La vita è un viaggio e chi viaggia vive due volte. (Omar Khayyām)

Scrivere questo “sassolino” mentre sono a Parma, capitale italiana della cultura 2020-2021, non poteva non rimandarmi al tema del viaggio.

Nell’anno dantesco mi viene immediatamente in mente il suo Ulisse che nel suo ultimo meraviglioso viaggio si spinge fin oltre le colonne d’Ercole “per seguir virtute e canoscenza”.

Viaggiare, dunque, per ampliare la propria conoscenza, anche al rischio di affrontare l’ignoto, con tutte le conseguenze che ciò comporta.

Ma essendo la vita stessa un viaggio, che noi facciamo ponendoci e riponendoci le tre domande fondamentali che non hanno risposta – chi siamo? da dove veniamo? dove andiamo? – ecco che ogni volta che viaggiamo, dice il poeta persiano della citazione, viviamo una doppia vita.

Del viaggio sono belle tutte le sue fasi e le sue tappe, ma particolarmente intrigante è sempre la partenza, con il suo enorme carico di aspettative.
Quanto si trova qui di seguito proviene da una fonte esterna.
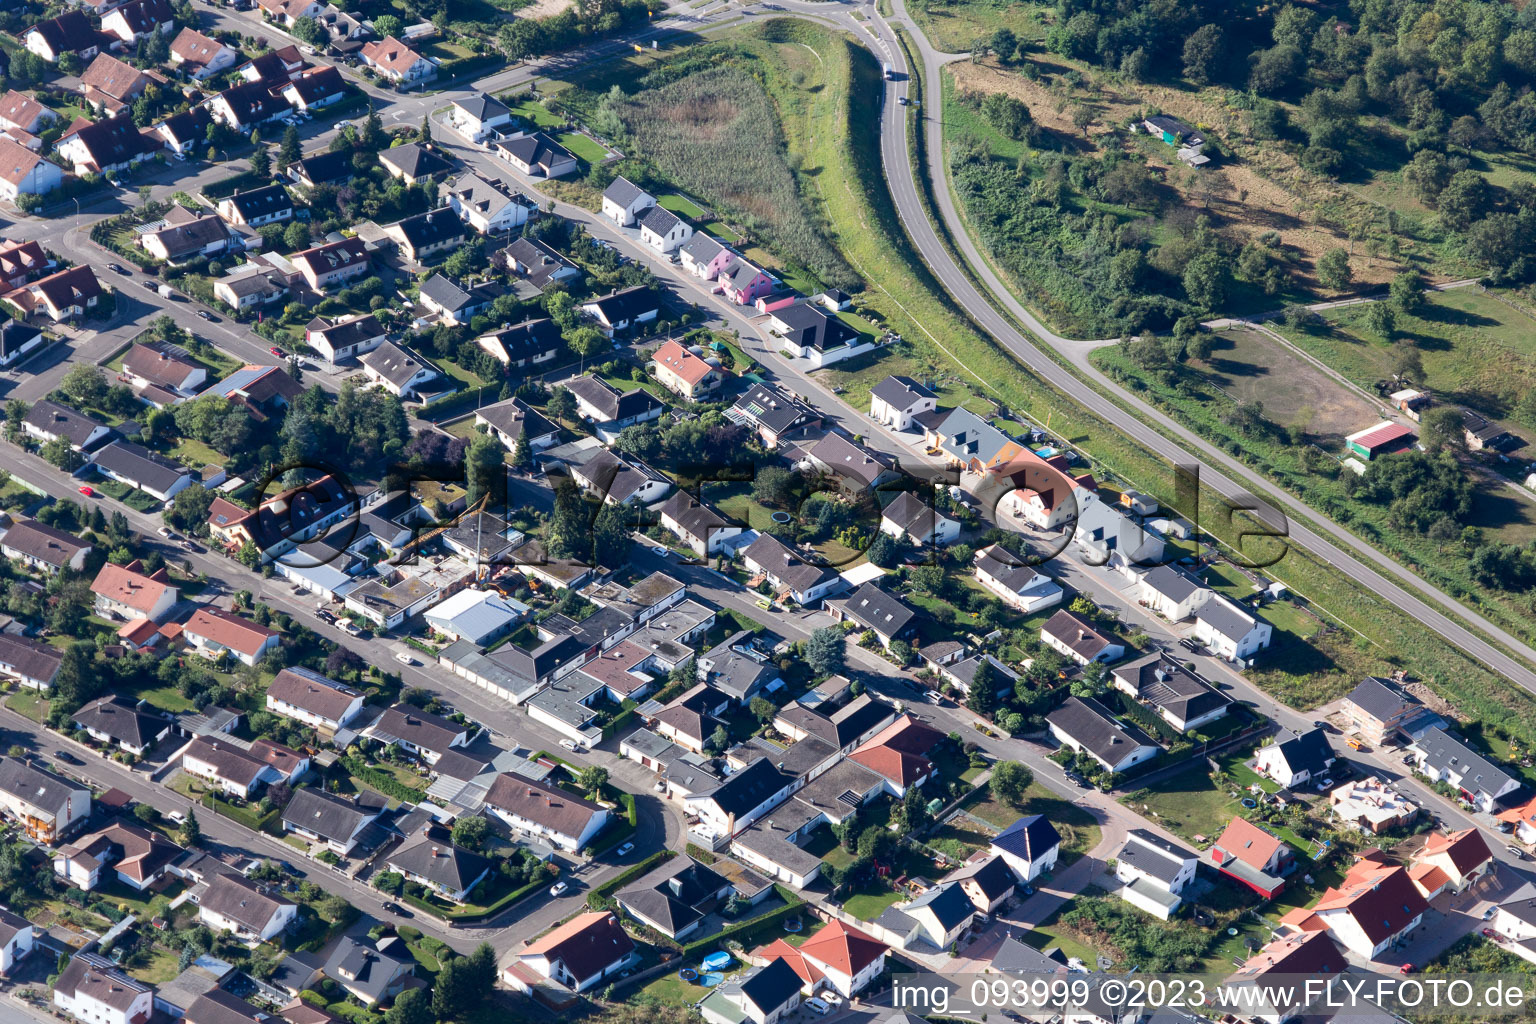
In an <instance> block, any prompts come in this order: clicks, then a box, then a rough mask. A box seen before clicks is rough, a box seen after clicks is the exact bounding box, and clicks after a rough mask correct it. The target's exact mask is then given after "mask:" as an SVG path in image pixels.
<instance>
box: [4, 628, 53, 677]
mask: <svg viewBox="0 0 1536 1024" xmlns="http://www.w3.org/2000/svg"><path fill="white" fill-rule="evenodd" d="M63 660H65V652H63V651H61V649H58V648H55V646H54V645H51V643H43V642H41V640H28V639H26V637H18V636H14V634H11V633H0V665H9V666H11V668H14V669H15V672H17V674H20V676H26V677H28V679H41V680H46V682H54V676H57V674H58V666H60V665H61V663H63Z"/></svg>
Chi è riuscito meglio di tutti ad esprimere questo momento è stato lo scrittore Franz Kafka, con il suo folgorante e metafisico raccontino, che si intitola giustappunto “La partenza”:

«Ordinai di andare a prendere il mio cavallo dalla stalla. Il servo non mi capì. Andai io stesso nella stalla, sellai il mio cavallo e vi montai. In lontananza sentii soffiare una tromba, chiesi al servo che cosa volesse dire. Egli non lo sapeva e non aveva sentito niente. Presso il portone mi trattenne e domandò: “Signore, dove vai?”. “Non lo so”, dissi, “Solo via di qui, solo via di qui. Sempre via di qui, solo così posso raggiungere la mia meta”. “Conosci allora la tua meta?”, chiese. “Sì”, risposi, “io l’ho detto: ‘via-di-qui, è la mia meta”. “Non hai viveri con te”, disse. “Io non ne ho bisogno”, dissi, “il viaggio è così lungo, che dovrò morire di fame, se non ricevo nulla sulla via. Nessuna provvista mi può salvare. Per fortuna è veramente un viaggio immenso”.»